Batu-batu kolom andesit disusun dengan posisi mendekati horisontal dengan arah memanjang hampir barat-timur (sekitar 70 derajat dari utara ke timur - N 70 E), sama dengan arah susunan batu kolom di dinding timur-barat teras satu, dan undak lereng terjal yang menghubungkan teras satu dengan teras dua. Dari posisi horisontal batu-batu kolom andesit dan arah lapisannya, dapat disimpulkan dengan pasti, bahwa batu-batu kolom atau “columnar joints” ini bukan dalam kondisi alamiah. Batu-batu kolom hasil pendinginan dan pelapukan batuan lava/intrusi vulkanis di alam maka arah memanjang kolomnya akan tegak lurus terhadap arah lapisan atau aliran seperti ditemukan di banyak tempat di dunia. Kenampakan susunan batu-kolom yang terkuak di kotak gali memang terlihat sangat rapi dan menyerupao kondisi alami.
Di akhir 2012 lalu, tim arkeolog lain yang bekerja terpisah dan sudah ikut menggali menyimpulkan batu-batu kolom andesit di bawah tanah Gunung Padang merupakan sumber batuan alamiahnya; mungkin karena mereka belum mempertimbangkan aspek geologinya dengan lengkap, dan juga tidak mengetahui data struktur bawah permukaan seperti diperlihatkan oleh hasil survei geolistrik.
Semen purba
Di antara batu-batu kolom, ditemukan material pengisi yang disebut sebagai semen purba. Material ini menata dan menyatukan batu kolom yang sudah pecah berkeping-keping.[17] Makin ke bawah kotak gali, semen purba ini terlihat makin banyak, dan merata setebal 2 sentimeteran di antara batu-batu kolom. Selain di kotak gali, semen purba ini juga sudah ditemukan pada tebing undak antara teras satu dan dua, dan juga pada sampel inti bor dari kedalaman 1 sampai 15 meter dari pemboran yang dilakukan oleh tim pada tahun 2012 lalu di atas situs.
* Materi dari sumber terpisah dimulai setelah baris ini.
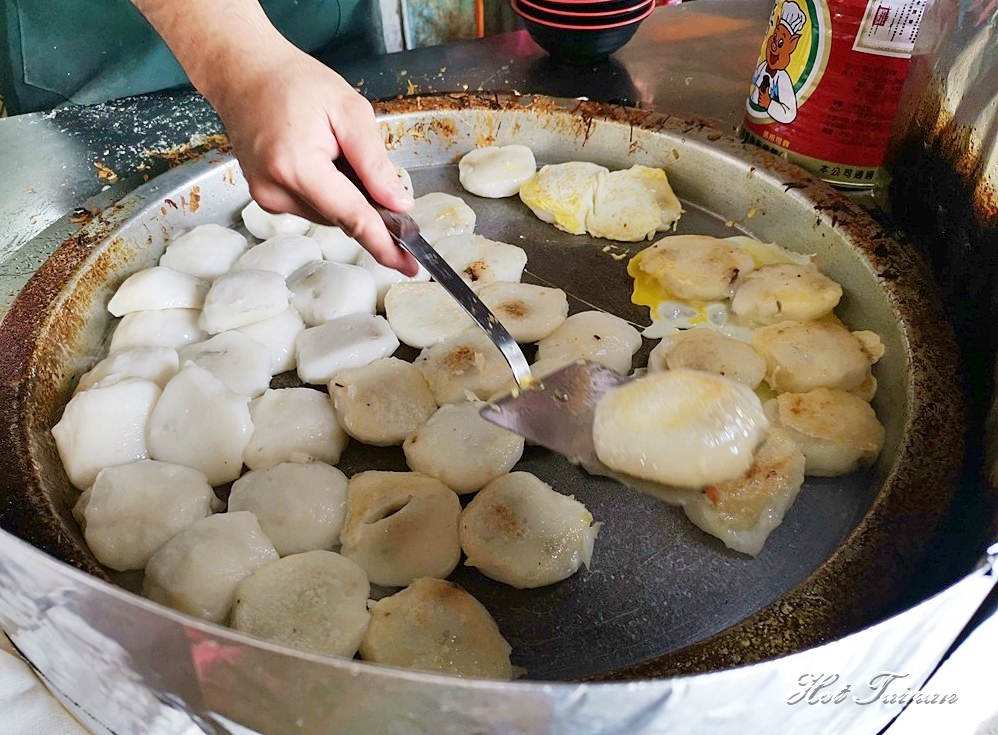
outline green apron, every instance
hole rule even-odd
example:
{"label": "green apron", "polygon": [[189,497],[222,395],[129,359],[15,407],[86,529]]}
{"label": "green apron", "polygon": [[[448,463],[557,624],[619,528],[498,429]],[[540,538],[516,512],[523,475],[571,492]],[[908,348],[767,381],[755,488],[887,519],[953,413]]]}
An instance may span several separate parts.
{"label": "green apron", "polygon": [[[211,0],[205,0],[211,2]],[[274,25],[331,58],[379,51],[372,0],[262,0]],[[128,0],[0,0],[0,94],[9,114],[189,84]]]}

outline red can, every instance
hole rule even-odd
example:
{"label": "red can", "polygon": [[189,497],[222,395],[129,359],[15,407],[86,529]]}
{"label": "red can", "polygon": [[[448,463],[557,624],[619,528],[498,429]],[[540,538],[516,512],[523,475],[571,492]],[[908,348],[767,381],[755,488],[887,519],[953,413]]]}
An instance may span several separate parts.
{"label": "red can", "polygon": [[777,0],[746,140],[839,186],[872,186],[931,0]]}

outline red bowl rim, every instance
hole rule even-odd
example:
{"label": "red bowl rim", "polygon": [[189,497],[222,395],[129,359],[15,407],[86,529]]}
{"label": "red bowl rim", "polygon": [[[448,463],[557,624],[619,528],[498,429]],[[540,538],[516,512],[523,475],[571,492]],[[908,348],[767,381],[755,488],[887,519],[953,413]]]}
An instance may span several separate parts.
{"label": "red bowl rim", "polygon": [[[513,0],[511,0],[512,2]],[[541,0],[543,1],[543,0]],[[589,13],[585,11],[578,10],[555,10],[554,8],[546,7],[544,5],[538,5],[536,2],[531,2],[530,0],[515,0],[519,5],[524,6],[528,11],[530,10],[540,10],[542,13],[550,13],[551,15],[564,15],[570,18],[606,18],[614,15],[625,15],[627,13],[633,13],[636,10],[643,9],[645,5],[649,3],[654,3],[655,0],[638,0],[623,10],[602,10],[595,13]],[[586,26],[587,28],[590,26]]]}
{"label": "red bowl rim", "polygon": [[529,11],[524,11],[524,9],[520,6],[517,0],[509,0],[509,2],[510,6],[512,6],[513,8],[513,12],[515,12],[520,17],[529,20],[531,23],[536,23],[537,25],[541,26],[547,26],[548,28],[557,28],[563,31],[608,31],[612,28],[623,28],[624,26],[629,26],[632,23],[638,23],[644,20],[649,15],[651,15],[652,12],[655,10],[654,0],[648,0],[648,9],[645,10],[643,13],[641,13],[641,15],[639,15],[637,18],[631,18],[630,20],[621,21],[618,23],[604,23],[602,25],[595,25],[595,26],[576,26],[576,25],[569,25],[567,23],[552,23],[550,21],[540,20],[539,18],[535,18],[532,15],[530,15]]}
{"label": "red bowl rim", "polygon": [[607,0],[553,0],[558,5],[600,5]]}

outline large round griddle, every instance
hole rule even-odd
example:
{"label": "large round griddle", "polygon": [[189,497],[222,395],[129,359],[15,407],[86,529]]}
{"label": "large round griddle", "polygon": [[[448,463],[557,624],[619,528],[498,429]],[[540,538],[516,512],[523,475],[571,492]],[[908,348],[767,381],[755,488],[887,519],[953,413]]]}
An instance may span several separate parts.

Ahli geologi tim dan juga pembina pusat Ikatan Ahli Geologi Indonesia pusat, DR. Andang Bachtiar, berdasarkan hasil analisis kimia yang dilakukannya pada sampel semen purba dari undak terjal teras satu ke dua, menemukan fakta bahwa komposisi yang terkandung di dalam semen tersebut sangat kuat sebagai perekat. Material semen ini mempunyai komposisi utama 45% mineral besi dan 41% mineral silika, 14% mineral lempung, dan juga unsur karbon.
Barangkali ia menggabungkan konsep membuat resin, atau perekat modern dari bahan baku utama silika, dan penggunaan konsentrasi unsur besi yang menjadi penguat bata merah. Tingginya kandungan silika mengindikasikan semen ini bukan hasil pelapukan dari batuan kolom andesit di sekelilingnya yang miskin silika. Kemudian, kadar besi di alam, bahkan di batuan yang ada di pertambangan mineral bijih sekalipun umumnya tak lebih dari 5% kandungan besinya, sehingga kadar besi “semen Gunung Padang” ini berlipat kali lebih tinggi dari kondisi alamiah.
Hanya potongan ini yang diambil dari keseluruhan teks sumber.